While further north, slavery was generational, in Belize, the Garinagu worked for a certain period of time and then went back to being free, become a part of the local community, Dr. Ervin said.
In the 1950s, according to Nunez, Belize was 90 percent black and Garifuna, but now it is closer to 41.6 percent. There has been an influx of Chinese immigrants who have cornered the market on grocery stores and Guatemalans who have taken over the construction industry.
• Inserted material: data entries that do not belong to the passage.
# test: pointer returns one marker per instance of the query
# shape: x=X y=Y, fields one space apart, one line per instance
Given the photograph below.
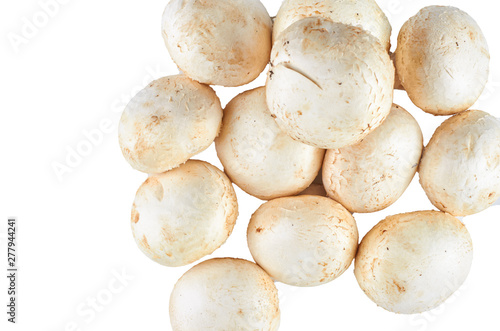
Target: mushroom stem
x=397 y=82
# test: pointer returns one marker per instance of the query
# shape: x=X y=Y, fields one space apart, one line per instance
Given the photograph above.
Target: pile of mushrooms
x=320 y=141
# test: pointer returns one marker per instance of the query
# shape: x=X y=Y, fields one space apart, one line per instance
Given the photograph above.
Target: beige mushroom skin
x=219 y=42
x=442 y=60
x=372 y=174
x=411 y=263
x=184 y=214
x=365 y=14
x=225 y=294
x=168 y=122
x=260 y=158
x=316 y=188
x=303 y=241
x=330 y=84
x=460 y=167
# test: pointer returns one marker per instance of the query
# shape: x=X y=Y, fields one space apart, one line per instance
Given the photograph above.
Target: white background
x=74 y=74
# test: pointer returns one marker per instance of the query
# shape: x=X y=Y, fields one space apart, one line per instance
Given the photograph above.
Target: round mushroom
x=168 y=122
x=411 y=263
x=365 y=14
x=260 y=158
x=316 y=188
x=303 y=241
x=372 y=174
x=460 y=167
x=225 y=294
x=330 y=84
x=442 y=60
x=220 y=42
x=184 y=214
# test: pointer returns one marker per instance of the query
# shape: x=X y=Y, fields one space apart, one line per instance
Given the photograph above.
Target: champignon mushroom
x=460 y=167
x=410 y=263
x=169 y=121
x=303 y=241
x=225 y=294
x=184 y=214
x=442 y=60
x=372 y=174
x=330 y=84
x=260 y=158
x=316 y=188
x=365 y=14
x=221 y=42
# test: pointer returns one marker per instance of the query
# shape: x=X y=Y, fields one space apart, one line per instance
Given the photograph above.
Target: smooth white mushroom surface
x=442 y=60
x=303 y=241
x=365 y=14
x=260 y=158
x=225 y=294
x=168 y=122
x=372 y=174
x=219 y=42
x=411 y=263
x=460 y=167
x=316 y=188
x=330 y=84
x=184 y=214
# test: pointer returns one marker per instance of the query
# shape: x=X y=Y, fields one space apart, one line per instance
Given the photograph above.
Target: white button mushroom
x=260 y=158
x=221 y=42
x=365 y=14
x=330 y=84
x=225 y=294
x=184 y=214
x=169 y=121
x=304 y=240
x=460 y=167
x=316 y=188
x=372 y=174
x=442 y=60
x=411 y=263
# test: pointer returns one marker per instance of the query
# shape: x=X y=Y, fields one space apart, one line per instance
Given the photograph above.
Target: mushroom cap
x=184 y=214
x=221 y=42
x=460 y=167
x=316 y=188
x=442 y=60
x=372 y=174
x=410 y=263
x=303 y=241
x=225 y=294
x=260 y=158
x=168 y=122
x=365 y=14
x=330 y=84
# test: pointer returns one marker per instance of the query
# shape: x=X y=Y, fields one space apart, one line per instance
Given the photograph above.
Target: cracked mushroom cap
x=260 y=158
x=365 y=14
x=442 y=60
x=460 y=167
x=372 y=174
x=303 y=241
x=184 y=214
x=225 y=294
x=168 y=122
x=330 y=84
x=411 y=263
x=218 y=42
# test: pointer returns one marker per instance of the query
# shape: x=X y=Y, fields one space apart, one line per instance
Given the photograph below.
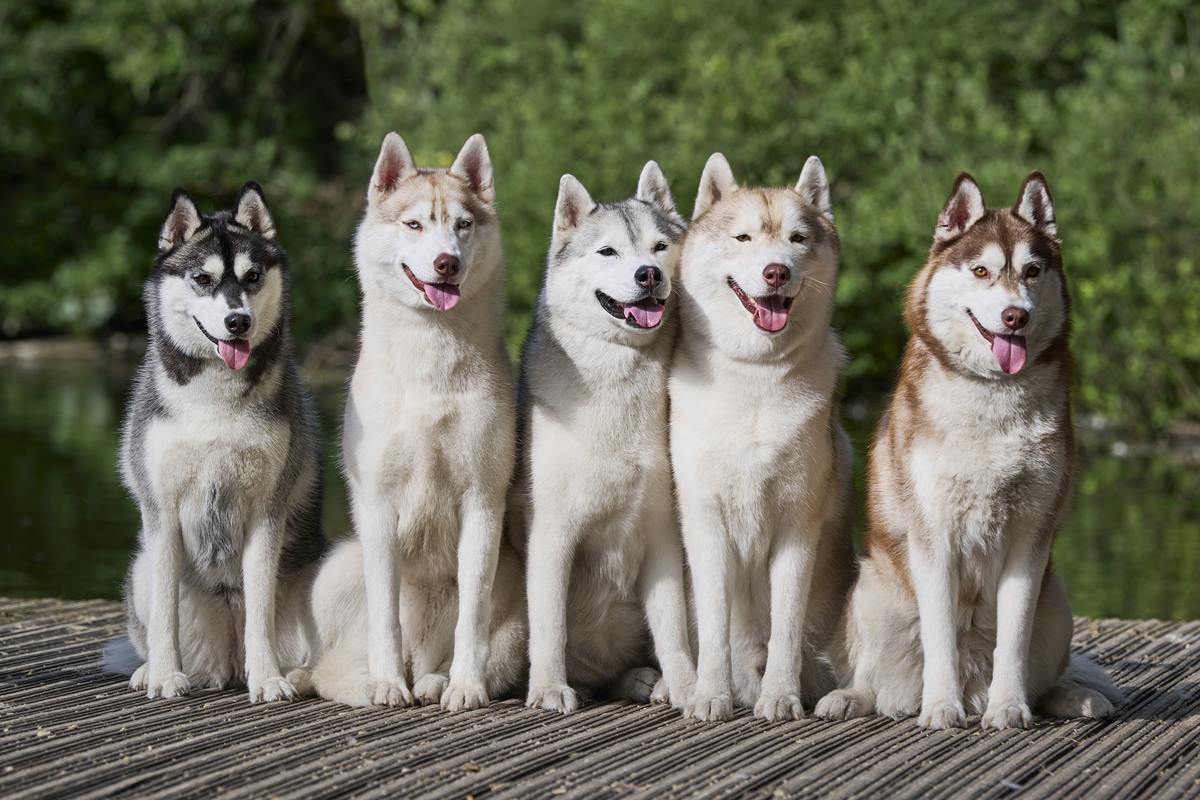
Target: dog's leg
x=261 y=566
x=1017 y=599
x=550 y=572
x=666 y=611
x=936 y=585
x=708 y=555
x=376 y=522
x=791 y=577
x=165 y=669
x=479 y=548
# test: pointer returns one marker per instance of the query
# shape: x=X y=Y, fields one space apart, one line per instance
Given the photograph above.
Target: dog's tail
x=1084 y=690
x=120 y=657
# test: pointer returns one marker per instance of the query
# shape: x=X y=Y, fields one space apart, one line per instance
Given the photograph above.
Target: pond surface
x=1131 y=546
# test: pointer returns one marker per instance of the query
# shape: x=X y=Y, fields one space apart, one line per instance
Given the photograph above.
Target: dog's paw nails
x=139 y=679
x=841 y=704
x=553 y=697
x=173 y=684
x=942 y=715
x=389 y=692
x=465 y=696
x=779 y=705
x=1006 y=715
x=427 y=690
x=709 y=708
x=269 y=690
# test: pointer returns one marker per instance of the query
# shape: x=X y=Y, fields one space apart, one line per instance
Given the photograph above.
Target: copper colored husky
x=957 y=609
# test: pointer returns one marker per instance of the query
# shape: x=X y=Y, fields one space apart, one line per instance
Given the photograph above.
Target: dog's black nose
x=648 y=276
x=447 y=265
x=1014 y=318
x=238 y=323
x=775 y=275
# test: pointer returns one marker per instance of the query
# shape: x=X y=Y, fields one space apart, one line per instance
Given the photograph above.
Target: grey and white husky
x=407 y=609
x=762 y=465
x=594 y=480
x=957 y=609
x=221 y=452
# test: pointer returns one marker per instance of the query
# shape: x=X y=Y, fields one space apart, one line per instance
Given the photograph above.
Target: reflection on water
x=1131 y=546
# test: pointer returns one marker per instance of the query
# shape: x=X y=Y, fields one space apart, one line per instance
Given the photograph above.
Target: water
x=1131 y=545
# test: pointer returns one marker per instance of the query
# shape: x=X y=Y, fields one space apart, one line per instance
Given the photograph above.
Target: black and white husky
x=221 y=452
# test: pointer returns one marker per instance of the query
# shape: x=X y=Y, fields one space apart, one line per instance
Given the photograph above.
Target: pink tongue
x=647 y=313
x=1009 y=352
x=771 y=314
x=444 y=296
x=235 y=354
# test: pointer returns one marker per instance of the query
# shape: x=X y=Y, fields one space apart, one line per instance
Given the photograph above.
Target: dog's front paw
x=427 y=690
x=1007 y=714
x=139 y=678
x=709 y=707
x=270 y=690
x=389 y=692
x=941 y=715
x=675 y=692
x=774 y=705
x=465 y=696
x=172 y=684
x=843 y=704
x=553 y=697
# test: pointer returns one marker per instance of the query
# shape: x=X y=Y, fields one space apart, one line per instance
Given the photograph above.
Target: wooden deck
x=69 y=731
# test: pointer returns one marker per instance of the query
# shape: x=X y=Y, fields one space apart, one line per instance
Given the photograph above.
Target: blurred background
x=107 y=106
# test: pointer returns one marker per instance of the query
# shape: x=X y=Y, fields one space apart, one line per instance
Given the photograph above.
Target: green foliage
x=107 y=106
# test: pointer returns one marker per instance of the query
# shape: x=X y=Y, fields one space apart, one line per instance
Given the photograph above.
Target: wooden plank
x=66 y=729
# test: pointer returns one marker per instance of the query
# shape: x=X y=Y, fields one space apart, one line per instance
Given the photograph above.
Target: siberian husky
x=593 y=489
x=427 y=450
x=957 y=609
x=762 y=465
x=221 y=452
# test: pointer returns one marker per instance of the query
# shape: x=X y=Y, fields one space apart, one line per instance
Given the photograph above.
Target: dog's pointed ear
x=961 y=210
x=252 y=211
x=814 y=187
x=183 y=222
x=1036 y=206
x=394 y=166
x=715 y=182
x=653 y=188
x=474 y=166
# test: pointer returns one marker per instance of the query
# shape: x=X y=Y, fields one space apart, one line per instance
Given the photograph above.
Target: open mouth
x=442 y=296
x=769 y=313
x=646 y=313
x=1008 y=348
x=235 y=353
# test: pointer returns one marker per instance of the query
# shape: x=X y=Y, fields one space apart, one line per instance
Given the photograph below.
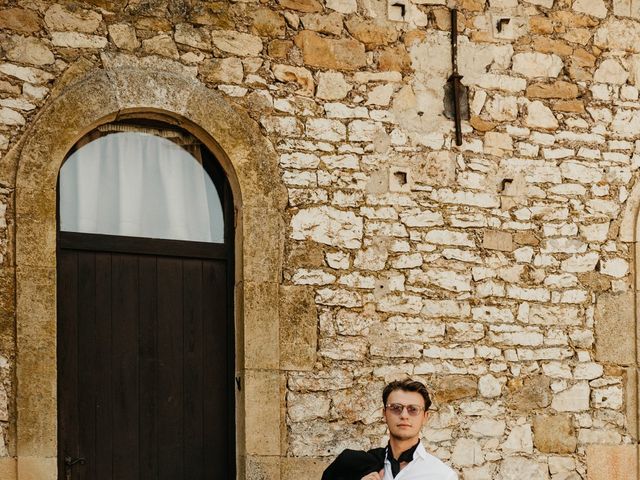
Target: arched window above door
x=137 y=182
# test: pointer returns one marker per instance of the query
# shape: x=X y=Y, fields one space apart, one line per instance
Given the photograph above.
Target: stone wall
x=499 y=272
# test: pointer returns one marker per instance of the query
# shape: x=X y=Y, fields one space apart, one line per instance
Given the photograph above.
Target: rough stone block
x=261 y=344
x=298 y=328
x=298 y=468
x=262 y=412
x=554 y=434
x=343 y=54
x=262 y=468
x=496 y=240
x=612 y=462
x=615 y=324
x=37 y=468
x=8 y=469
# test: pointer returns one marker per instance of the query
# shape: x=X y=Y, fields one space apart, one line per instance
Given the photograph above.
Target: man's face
x=405 y=426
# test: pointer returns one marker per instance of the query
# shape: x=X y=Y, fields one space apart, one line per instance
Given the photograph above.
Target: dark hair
x=407 y=385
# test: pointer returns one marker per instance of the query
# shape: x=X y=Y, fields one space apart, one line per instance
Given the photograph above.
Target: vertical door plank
x=87 y=380
x=193 y=379
x=124 y=305
x=67 y=357
x=103 y=351
x=148 y=367
x=216 y=370
x=170 y=370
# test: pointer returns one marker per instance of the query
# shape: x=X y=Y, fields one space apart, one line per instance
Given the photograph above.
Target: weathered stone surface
x=455 y=387
x=614 y=313
x=279 y=48
x=267 y=23
x=323 y=23
x=328 y=225
x=618 y=34
x=322 y=52
x=306 y=6
x=124 y=36
x=467 y=452
x=300 y=75
x=20 y=20
x=236 y=43
x=573 y=399
x=162 y=45
x=332 y=86
x=186 y=34
x=540 y=116
x=596 y=8
x=298 y=332
x=614 y=462
x=496 y=240
x=558 y=89
x=60 y=18
x=554 y=434
x=536 y=64
x=610 y=71
x=226 y=70
x=77 y=40
x=525 y=395
x=28 y=50
x=296 y=468
x=372 y=33
x=395 y=58
x=515 y=468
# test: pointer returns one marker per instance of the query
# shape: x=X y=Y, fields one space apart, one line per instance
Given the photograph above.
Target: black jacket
x=355 y=464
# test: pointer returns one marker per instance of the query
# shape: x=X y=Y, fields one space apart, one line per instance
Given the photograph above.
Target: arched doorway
x=251 y=166
x=145 y=335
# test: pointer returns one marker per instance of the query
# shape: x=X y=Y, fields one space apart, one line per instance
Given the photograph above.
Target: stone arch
x=251 y=166
x=617 y=317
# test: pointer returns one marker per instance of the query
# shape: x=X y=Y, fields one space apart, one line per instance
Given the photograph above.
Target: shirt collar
x=420 y=451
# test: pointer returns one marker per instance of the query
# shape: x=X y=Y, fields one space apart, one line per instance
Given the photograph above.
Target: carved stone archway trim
x=251 y=166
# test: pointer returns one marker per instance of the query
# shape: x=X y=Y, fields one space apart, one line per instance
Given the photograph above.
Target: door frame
x=174 y=248
x=251 y=166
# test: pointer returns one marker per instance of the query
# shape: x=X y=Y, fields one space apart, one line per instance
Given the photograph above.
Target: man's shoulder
x=436 y=466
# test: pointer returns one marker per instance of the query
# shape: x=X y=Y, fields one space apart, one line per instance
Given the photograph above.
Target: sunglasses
x=397 y=408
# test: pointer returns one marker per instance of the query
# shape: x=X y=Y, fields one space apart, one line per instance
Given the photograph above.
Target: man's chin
x=403 y=435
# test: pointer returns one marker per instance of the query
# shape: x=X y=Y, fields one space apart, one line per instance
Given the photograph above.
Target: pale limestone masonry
x=501 y=272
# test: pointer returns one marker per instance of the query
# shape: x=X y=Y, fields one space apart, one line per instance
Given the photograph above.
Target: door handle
x=70 y=462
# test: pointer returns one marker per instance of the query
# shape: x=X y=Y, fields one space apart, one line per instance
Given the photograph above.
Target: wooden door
x=145 y=360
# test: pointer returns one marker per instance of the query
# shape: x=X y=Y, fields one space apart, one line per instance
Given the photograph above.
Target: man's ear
x=426 y=417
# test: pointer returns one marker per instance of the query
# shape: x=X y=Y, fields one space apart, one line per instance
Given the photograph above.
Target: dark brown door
x=145 y=359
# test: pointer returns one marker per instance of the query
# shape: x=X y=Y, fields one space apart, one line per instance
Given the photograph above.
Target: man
x=405 y=411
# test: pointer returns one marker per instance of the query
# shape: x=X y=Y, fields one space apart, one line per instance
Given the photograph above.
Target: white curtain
x=139 y=185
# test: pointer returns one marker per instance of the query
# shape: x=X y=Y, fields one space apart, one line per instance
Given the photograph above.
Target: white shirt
x=424 y=466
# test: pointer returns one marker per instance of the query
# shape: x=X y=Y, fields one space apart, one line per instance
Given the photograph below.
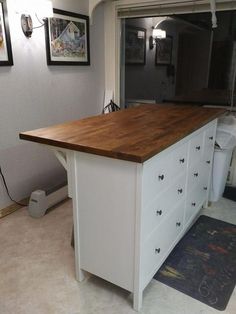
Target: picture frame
x=135 y=45
x=164 y=51
x=6 y=58
x=67 y=38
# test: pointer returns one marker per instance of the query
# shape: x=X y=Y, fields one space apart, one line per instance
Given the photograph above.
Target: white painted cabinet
x=129 y=215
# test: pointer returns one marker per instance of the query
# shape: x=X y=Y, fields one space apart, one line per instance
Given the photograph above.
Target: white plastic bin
x=221 y=163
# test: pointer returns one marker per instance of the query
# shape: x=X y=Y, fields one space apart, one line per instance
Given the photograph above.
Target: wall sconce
x=157 y=33
x=40 y=8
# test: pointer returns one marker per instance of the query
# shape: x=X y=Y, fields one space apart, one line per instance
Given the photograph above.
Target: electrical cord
x=7 y=190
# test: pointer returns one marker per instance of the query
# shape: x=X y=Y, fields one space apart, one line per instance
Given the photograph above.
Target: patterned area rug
x=203 y=263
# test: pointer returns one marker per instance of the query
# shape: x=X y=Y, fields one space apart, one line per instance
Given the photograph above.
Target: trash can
x=221 y=163
x=225 y=143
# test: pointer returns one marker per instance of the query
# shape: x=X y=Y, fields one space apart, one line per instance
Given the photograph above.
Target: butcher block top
x=134 y=134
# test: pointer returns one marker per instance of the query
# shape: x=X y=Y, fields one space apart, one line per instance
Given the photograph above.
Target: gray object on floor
x=41 y=200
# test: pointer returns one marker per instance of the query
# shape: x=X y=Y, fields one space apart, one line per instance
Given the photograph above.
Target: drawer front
x=157 y=174
x=196 y=149
x=155 y=213
x=194 y=176
x=179 y=159
x=158 y=244
x=194 y=200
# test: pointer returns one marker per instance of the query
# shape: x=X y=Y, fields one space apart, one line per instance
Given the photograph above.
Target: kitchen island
x=138 y=178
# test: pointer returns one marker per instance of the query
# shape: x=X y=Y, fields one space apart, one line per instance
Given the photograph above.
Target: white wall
x=34 y=95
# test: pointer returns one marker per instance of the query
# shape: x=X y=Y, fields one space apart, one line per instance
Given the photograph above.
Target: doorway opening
x=191 y=64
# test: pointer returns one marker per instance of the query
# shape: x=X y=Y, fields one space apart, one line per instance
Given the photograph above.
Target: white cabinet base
x=129 y=216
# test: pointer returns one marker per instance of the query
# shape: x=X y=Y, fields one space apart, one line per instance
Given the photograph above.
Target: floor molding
x=12 y=208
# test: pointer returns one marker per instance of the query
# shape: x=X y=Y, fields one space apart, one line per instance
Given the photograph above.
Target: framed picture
x=164 y=51
x=135 y=45
x=5 y=40
x=67 y=39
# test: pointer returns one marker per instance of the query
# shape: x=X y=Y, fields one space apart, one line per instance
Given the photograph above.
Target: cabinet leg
x=137 y=300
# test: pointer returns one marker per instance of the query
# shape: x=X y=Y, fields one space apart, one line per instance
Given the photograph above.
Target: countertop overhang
x=134 y=134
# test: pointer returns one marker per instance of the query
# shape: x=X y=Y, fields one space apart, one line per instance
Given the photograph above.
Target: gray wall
x=35 y=95
x=150 y=81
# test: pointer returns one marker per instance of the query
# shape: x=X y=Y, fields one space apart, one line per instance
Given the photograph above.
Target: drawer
x=194 y=176
x=157 y=174
x=196 y=149
x=155 y=213
x=157 y=246
x=179 y=159
x=193 y=202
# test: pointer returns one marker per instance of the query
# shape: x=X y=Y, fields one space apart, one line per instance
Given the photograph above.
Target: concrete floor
x=37 y=272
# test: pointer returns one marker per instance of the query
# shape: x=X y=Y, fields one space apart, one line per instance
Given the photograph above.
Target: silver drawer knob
x=161 y=177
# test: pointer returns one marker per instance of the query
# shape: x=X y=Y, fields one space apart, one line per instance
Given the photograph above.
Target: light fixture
x=157 y=33
x=40 y=8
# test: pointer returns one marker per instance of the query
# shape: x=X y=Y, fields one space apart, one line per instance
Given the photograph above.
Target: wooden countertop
x=134 y=134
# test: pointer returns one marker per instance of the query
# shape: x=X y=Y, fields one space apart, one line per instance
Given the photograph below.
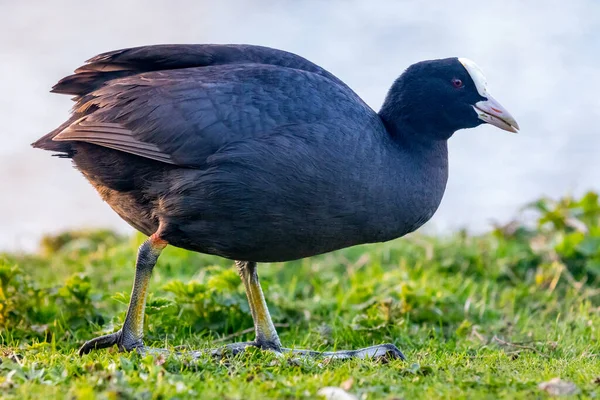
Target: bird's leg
x=266 y=335
x=130 y=336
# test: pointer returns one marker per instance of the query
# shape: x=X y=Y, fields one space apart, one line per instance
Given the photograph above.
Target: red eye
x=457 y=83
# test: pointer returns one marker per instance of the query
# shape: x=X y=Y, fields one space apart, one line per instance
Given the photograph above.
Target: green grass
x=487 y=316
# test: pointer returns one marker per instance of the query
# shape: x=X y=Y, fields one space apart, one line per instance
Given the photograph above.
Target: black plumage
x=256 y=154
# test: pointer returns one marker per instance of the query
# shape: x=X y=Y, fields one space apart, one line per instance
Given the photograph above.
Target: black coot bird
x=258 y=155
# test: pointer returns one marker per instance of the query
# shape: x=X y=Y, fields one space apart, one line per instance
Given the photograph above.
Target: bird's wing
x=116 y=64
x=183 y=115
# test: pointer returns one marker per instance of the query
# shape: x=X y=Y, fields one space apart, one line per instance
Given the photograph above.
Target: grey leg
x=266 y=335
x=130 y=336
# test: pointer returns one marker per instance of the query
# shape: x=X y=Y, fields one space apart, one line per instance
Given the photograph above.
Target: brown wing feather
x=112 y=135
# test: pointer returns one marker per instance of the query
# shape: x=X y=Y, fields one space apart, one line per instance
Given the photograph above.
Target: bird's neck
x=416 y=169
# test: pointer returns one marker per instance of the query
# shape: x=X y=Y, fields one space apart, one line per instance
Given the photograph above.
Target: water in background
x=542 y=63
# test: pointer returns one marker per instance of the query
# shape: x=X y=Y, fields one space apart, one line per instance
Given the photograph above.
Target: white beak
x=493 y=113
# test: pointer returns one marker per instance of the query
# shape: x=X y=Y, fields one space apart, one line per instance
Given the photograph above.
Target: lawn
x=478 y=316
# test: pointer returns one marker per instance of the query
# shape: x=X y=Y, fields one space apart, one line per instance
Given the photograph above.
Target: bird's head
x=438 y=97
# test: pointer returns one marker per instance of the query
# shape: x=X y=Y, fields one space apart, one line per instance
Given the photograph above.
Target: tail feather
x=64 y=149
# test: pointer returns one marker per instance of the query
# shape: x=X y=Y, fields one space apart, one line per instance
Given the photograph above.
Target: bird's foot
x=382 y=352
x=379 y=352
x=124 y=340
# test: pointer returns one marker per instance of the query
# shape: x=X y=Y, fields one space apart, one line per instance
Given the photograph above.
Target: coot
x=258 y=155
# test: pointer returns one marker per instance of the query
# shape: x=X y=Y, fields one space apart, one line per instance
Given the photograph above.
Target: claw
x=123 y=343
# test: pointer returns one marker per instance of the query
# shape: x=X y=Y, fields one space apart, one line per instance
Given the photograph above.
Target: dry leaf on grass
x=335 y=393
x=558 y=387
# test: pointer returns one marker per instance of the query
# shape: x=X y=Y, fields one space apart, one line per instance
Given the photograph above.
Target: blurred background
x=542 y=63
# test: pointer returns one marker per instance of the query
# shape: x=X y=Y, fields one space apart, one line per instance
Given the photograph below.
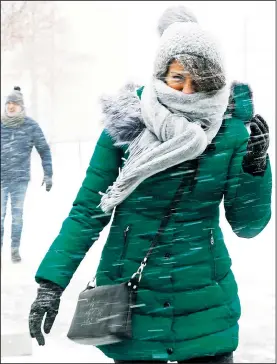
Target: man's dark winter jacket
x=16 y=147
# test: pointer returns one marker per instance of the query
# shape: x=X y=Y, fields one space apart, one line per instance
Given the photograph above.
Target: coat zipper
x=212 y=253
x=125 y=237
x=12 y=139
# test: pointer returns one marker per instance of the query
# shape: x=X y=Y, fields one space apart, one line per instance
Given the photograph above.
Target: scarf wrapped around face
x=177 y=128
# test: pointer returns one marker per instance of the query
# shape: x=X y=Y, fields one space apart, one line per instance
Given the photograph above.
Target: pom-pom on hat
x=16 y=97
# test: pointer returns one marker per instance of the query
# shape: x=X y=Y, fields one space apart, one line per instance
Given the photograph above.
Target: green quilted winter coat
x=188 y=304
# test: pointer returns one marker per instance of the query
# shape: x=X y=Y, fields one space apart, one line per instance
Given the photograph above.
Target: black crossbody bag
x=104 y=314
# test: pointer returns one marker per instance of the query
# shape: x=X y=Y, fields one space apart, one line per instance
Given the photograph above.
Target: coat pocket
x=124 y=250
x=212 y=250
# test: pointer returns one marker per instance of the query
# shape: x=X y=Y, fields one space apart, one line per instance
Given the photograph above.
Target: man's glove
x=254 y=162
x=48 y=183
x=46 y=304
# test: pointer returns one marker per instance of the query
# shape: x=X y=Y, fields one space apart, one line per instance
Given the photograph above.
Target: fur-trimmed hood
x=122 y=112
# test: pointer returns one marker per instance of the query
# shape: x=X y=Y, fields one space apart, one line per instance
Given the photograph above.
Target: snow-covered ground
x=253 y=264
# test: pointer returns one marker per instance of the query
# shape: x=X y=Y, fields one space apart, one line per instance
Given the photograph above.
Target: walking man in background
x=19 y=134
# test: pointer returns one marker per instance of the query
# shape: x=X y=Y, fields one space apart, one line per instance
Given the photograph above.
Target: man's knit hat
x=184 y=40
x=16 y=97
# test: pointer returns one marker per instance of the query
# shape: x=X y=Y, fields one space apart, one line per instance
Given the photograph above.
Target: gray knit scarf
x=13 y=120
x=177 y=128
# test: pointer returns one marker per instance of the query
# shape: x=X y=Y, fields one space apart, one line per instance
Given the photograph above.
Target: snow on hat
x=16 y=97
x=183 y=39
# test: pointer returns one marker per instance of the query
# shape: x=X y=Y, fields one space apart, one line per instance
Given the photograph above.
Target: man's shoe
x=16 y=258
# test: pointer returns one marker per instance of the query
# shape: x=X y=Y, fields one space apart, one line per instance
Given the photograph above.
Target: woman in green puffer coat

Nunez says that the running joke is that the industry black folk dominates is crime. According to Nunez some of the original members of the Bloods and Crips were Belizean and living in Los Angeles. After being deported, they started up new chapters of the gang and have been contributing to the rise in violent crime ever since.
Nunez works with teen offenders to prevent recidivism, but cites lack of economic opportunity as being the top motivator for crime. During his short lecture I learned a lot, my mind couldn’t help but fixate on the ways our histories and present circumstances are inextricably linked.
“One of the things that we understand about this work of diversity, this work of inclusion and equity, the tripod of our existence is diversity, equity, and inclusion,” said Dr. Ervin. “You can have it in any sort of formulation of that which you want, but your work has those three tiers and that understanding the complexity of diversity today requires you to understand the global connections that have led us to this place in time.”
Kathleen Russell has been on two trips, Belize and Ghana. She has gone with her mother, Dr. Paulette Granberry Russell, who is the senior advisor to the president for diversity and director of the office for inclusion for Michigan State University.
“Our ancestors came through Ghana, West Africa so it was really eye opening to be sort of in the space where we could recall our past family,” Russell said.
Russell asked her mother to tell a family story about a man named Zebica who was from West Africa.
“Somewhere in the South or actually before he was brought over…how does that story go, Mom?”
Dr. Granberry Russell filled in the details of the story: “Zebica was the one brought from Ghana. Eventually he tried to fly back to his ‘goodie country.’ He made wings, put them on a saddle and jumped from a hill to try to fly back to what he called his goodie country, and broke most of the bones in his body. So he was no longer able to work in the fields so his responsibility was to watch over the kids in the field.”
Zebica was murdered for disrupting the brutal beating of his grandson. The legend goes he took a hoe and killed the overseer and then he was killed by the plantation owners.
Dr. Granberry Russell talks about learning these stories from her grandmother and then confirming the details through various ancestry websites and property records.
While she has been to Tanzania and Senegal, this is her first trip to Zebica’s homeland.
“I had always said I was going to find my way to Ghana,” Dr. Granberry Russell said.
“Last year when they said the trip was to Ghana I said I had to go,” she said. “And it was, it was a moment when as soon as I landed it felt like home and I know it has a lot to do with the story. And then when I did our DNA almost 20 percent is from Mali, Togo, and Benin, so it’s all west African. So obviously somewhere within Africa is Zebica’s story and that’s our story.”